Creative. I would've made it not so light though.


----------



## jstuedle (Jan 19, 2008)

not my cup of tea


----------



## Alpha (Jan 19, 2008)

After consuming half the bottle, you should be leaning over the toilet, not sitting on it.


----------



## Trenton Romulox (Jan 19, 2008)

It's interesting, but I don't really understand. And on top of that, I don't like how the toes on the left foot are cut off, and there just isn't any pop in the shot. Certainly interesting though.


----------



## kundalini (Jan 19, 2008)

MaxBloom said:


> After consuming half the bottle, you should be leaning over the toilet, not sitting on it.


 
Disaronno is only 28%.  When the bottle is finished, you are more likely to be leaning over the toilet from the sheer sweetness of the drink rather than the alcohol.

Funny shot.


----------



## Sw1tchFX (Jan 19, 2008)

what's the context here? what's the 'censored' for?


----------



## cyberean (Jan 20, 2008)

i like the concept ...
but would have preferred 
some color here.


----------



## SLAiPS (Jan 20, 2008)

Sw1tchFX said:


> what's the context here? what's the 'censored' for?


This photography was made during one of the photocross plays, the subject was "Censored"


----------



## Sw1tchFX (Jan 20, 2008)

SLAiPS said:


> This photography was made during one of the photocross plays, the subject was "Censored"


ok, because as is..:???:


----------



## shorty6049 (Jan 20, 2008)

i like it becasue its definately different and not your typical shot, but i'd rather see it in color


----------



## jasonkt (Jan 20, 2008)

I like the picture and concept overall.  Drinking room temperature disaronno in the bathroom with your pants down...censor worthy.  

Not sure about the composition, I think it could be better, my eye seems to wander towards the edges and to me, the water valve behind the toilet is a little distracting as it comes out the side of the amaretto bottle.  The censored label is also a little bright I think.

Pretty interesting and creative, good job.


----------



## notelliot (Jan 21, 2008)

MaxBloom said:


> After consuming half the bottle, you should be leaning over the toilet, not sitting on it.

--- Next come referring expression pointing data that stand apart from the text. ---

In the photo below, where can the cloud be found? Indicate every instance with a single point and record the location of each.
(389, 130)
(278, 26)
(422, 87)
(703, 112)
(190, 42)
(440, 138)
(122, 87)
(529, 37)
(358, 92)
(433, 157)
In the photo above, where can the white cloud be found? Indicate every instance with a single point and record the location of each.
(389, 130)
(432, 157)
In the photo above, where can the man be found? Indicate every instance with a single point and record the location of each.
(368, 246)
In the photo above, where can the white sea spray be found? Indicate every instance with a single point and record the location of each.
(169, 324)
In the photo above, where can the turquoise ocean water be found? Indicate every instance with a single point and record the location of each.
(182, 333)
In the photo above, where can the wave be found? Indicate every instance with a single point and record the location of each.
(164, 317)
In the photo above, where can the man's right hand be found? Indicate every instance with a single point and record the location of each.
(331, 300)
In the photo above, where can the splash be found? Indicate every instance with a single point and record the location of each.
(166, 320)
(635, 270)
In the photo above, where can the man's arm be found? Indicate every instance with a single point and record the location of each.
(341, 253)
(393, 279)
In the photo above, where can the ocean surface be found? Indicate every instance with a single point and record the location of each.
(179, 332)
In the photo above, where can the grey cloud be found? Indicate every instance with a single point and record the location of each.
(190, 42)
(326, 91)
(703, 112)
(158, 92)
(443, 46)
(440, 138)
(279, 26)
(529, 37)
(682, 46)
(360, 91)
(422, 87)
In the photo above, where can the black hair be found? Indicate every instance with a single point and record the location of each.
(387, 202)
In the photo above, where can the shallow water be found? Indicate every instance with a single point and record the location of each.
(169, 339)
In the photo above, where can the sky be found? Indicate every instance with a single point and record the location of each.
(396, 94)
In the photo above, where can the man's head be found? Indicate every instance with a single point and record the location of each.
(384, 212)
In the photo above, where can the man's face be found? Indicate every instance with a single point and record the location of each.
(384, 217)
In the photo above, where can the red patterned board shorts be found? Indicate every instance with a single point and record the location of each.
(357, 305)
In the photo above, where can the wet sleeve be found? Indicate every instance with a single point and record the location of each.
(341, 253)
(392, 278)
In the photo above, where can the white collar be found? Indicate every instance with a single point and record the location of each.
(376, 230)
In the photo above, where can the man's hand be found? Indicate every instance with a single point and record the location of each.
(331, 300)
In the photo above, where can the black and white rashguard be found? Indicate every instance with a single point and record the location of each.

half a bottle of sugar and syrup - you'd get the sh*ts.


----------



## GeorgeUK (Jan 21, 2008)

I actually quite like this shot. (I promise I'm not a pervert...well, not much! )

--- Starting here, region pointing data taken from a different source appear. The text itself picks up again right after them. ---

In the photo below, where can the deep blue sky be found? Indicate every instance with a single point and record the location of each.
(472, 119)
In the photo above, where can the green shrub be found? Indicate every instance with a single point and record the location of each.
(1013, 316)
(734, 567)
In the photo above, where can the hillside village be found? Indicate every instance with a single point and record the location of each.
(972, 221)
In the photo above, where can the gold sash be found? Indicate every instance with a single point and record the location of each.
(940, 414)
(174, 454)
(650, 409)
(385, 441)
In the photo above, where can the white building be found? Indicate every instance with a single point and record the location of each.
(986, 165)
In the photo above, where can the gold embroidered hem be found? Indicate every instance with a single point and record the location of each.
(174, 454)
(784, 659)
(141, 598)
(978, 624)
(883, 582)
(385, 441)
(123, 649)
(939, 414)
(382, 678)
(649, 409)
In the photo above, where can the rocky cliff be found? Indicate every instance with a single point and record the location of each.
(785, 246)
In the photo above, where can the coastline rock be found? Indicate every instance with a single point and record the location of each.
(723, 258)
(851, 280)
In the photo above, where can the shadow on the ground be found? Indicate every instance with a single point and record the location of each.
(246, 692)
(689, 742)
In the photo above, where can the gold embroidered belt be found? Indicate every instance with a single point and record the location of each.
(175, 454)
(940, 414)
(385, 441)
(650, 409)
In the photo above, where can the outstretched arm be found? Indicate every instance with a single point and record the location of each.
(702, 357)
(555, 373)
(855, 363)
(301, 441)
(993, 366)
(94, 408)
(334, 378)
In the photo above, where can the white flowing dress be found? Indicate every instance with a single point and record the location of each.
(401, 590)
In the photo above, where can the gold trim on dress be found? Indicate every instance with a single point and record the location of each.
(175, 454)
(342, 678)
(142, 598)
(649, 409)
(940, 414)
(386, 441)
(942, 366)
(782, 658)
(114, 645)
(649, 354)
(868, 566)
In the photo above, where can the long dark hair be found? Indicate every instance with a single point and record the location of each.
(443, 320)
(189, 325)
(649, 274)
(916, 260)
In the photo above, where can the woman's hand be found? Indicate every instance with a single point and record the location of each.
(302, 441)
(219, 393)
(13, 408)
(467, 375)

From a purely 'controversial' point of view, as the shot is called Censored, I think it would have worked a touch better with 'killer heels' and knickers round her ankles. I think this would probaby give it more 'impact'.

Certainly an interesting change from some of the more 'usual' photos.


----------



## jdphotographer2091 (Jan 21, 2008)

absolutely love the photo
its refreshing to see something different like this shot
i agree on the brightness being to high though


----------



## DigiJay (Jan 21, 2008)

I think this pic would be fantastic if the "censored" part wasn't so bright and obvious.
I love the creativity and the simple fact that it's different. I can only look at so many sunsets and trees.. I often wish I was able to easily think outside of the box.
Good job.


----------



## SteveEllis (Jan 25, 2008)

GeorgeUK said:


> I actually quite like this shot. (I promise I'm not a pervert...well, not much! )
> 
> From a purely 'controversial' point of view, as the shot is called Censored, I think it would have worked a touch better with 'killer heels' and knickers round her ankles. I think this would probaby give it more 'impact'.
> 
> Certainly an interesting change from some of the more 'usual' photos.


 
Exactly what I was thinking!  Maybe us brits are a bit more pervy 

Nice to have so many people discussing an image, well done.


----------



## Lorielle99 (Jan 25, 2008)

its pretty cool. the only thing i can say is i would put it on a darker piece of tape.


----------



## just x joey (Jan 27, 2008)

flash is too strong brooo!


----------